By TOMOE ISHIKAWA/ Staff Writer
May 31, 2022 at 16:42 JST
Russia’s invasion of Ukraine has made it difficult for the Japanese government to collect the remains of Japanese detainees who died in Siberia after World War II.
Around 54,000 Japanese lost their lives in what was then the Soviet Union as well as Mongolia during wartime. The remains of about 32,000 of these war dead are still uncollected.
The government has so far collected war dead remains in former Soviet republics and from battlegrounds south of Japan, including in Myanmar and the Mariana Islands.
However, around 1.12 million Japanese war dead remain uncollected overseas.

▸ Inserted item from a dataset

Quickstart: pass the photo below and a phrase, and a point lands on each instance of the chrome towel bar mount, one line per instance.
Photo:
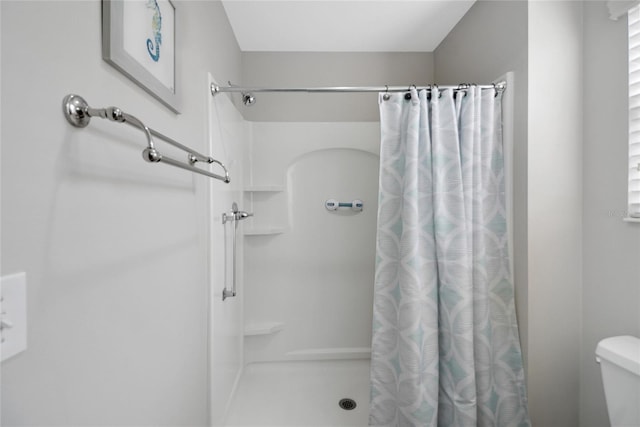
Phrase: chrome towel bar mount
(78, 113)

In 2016, the Diet enacted a law to accelerate the government’s project to collect the remains. The law requires the government to “intensively” search for and collect the bones for the period to fiscal 2024.
However, the COVID-19 pandemic suspended the project in 2020.
In January this year, when the pandemic was showing signs of abating, Japan resumed the project by researching and collecting remains in areas south of Japan, including Saipan.
But Russia’s invasion and its subsequent frayed ties with Japan have made it difficult to resume the project in the former Soviet Union.
Shoji Niizeki, a 96-year-old former detainee in Siberia, recalled his days there while chopping potatoes in his kitchen in Yokohama.
Niizeki says he endured forced labor in Siberia for around four years at a coal mine among other places. He staved off hunger in the frigid temperatures by eating potatoes.
Japanese detainees were forced to live in unhygienic conditions, and deaths from malnutrition or typhus occurred almost every day.
Niizeki was ordered to bury their bodies, but the only place where he could do so was in a nearby open field.
“Some of them are still there, but nothing can be done (to collect their bones) under the current situation,” he said.
Niizeki has been a member of a group called “Siberia Yokuryu Sha Shien Kiroku Center” (center for supporting former detainees in Siberia and recording their experiences).
He feels the center’s activities could become even more difficult because the Russia-Ukraine conflict has been prolonged.
“(The center’s activities) sometimes require Russian cooperation, but we can’t even seek its cooperation under the current circumstances.
“All we can do at the moment is to continue talking about our experiences to let young people know about the detention, and to pray from here in Japan.”